Mechanical flow meters that register water-low flow rates below recommended levels won’t register accurately, Englin says. Propeller flow meters operated at high velocities can produce premature bearing wear or damage.
“We think the future is going to ultrasonic meter technology,” says Englin. It measures the sound waves water makes as it runs through the pipe. Its advantage is that meters are mounted on the outside of the pipe to avoid cutting into the pipe, to install as is necessary with mechanical and electromagnetic meters.
Seametrics launched its pilot ultrasonic flow meter, called the jWAVE, at the Irrigation Association show in 2015. It is portable and clamps onto a pipe in less than five minutes, according to the company, allowing an irrigation district operator to move from line to line to check them. It works on pipe sizes ranging from 2 to 20 inches. Furthermore, the operator can read the meter on a cell phone with the use of a mobile application that can be downloaded free on the Google app store.

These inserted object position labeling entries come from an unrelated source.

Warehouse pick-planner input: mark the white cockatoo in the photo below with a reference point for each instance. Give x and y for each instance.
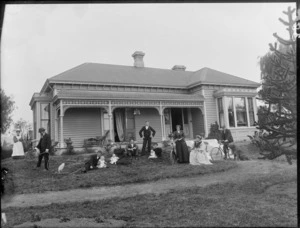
(102, 163)
(61, 167)
(152, 154)
(3, 218)
(114, 159)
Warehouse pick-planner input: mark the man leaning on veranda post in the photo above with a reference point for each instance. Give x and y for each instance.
(44, 148)
(226, 139)
(145, 133)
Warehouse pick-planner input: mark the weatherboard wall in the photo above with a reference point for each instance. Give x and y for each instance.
(80, 124)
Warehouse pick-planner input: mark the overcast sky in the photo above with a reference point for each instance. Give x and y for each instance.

The software uses Bluetooth technology and updates are automatically uploaded in the jWAVE app, making it always up-to-date, says the company.
Englin says Seametrics is working on an ultrasonic meter that can be installed permanently.
“The need for cutting-edge technologies that operate over large ranges is growing in light of the need for more efficient water use,” says Englin. “We’re seeing a trend as mechanical meters age. Instead of repairing them, users are replacing them with electromagnetic meters.”
Englin acknowledges that other companies manufacture electromagnetic and ultrasonic flow meters but asserts that, “We think we have mastered the Bluetooth technology that is embedded in our app, and it is unique.”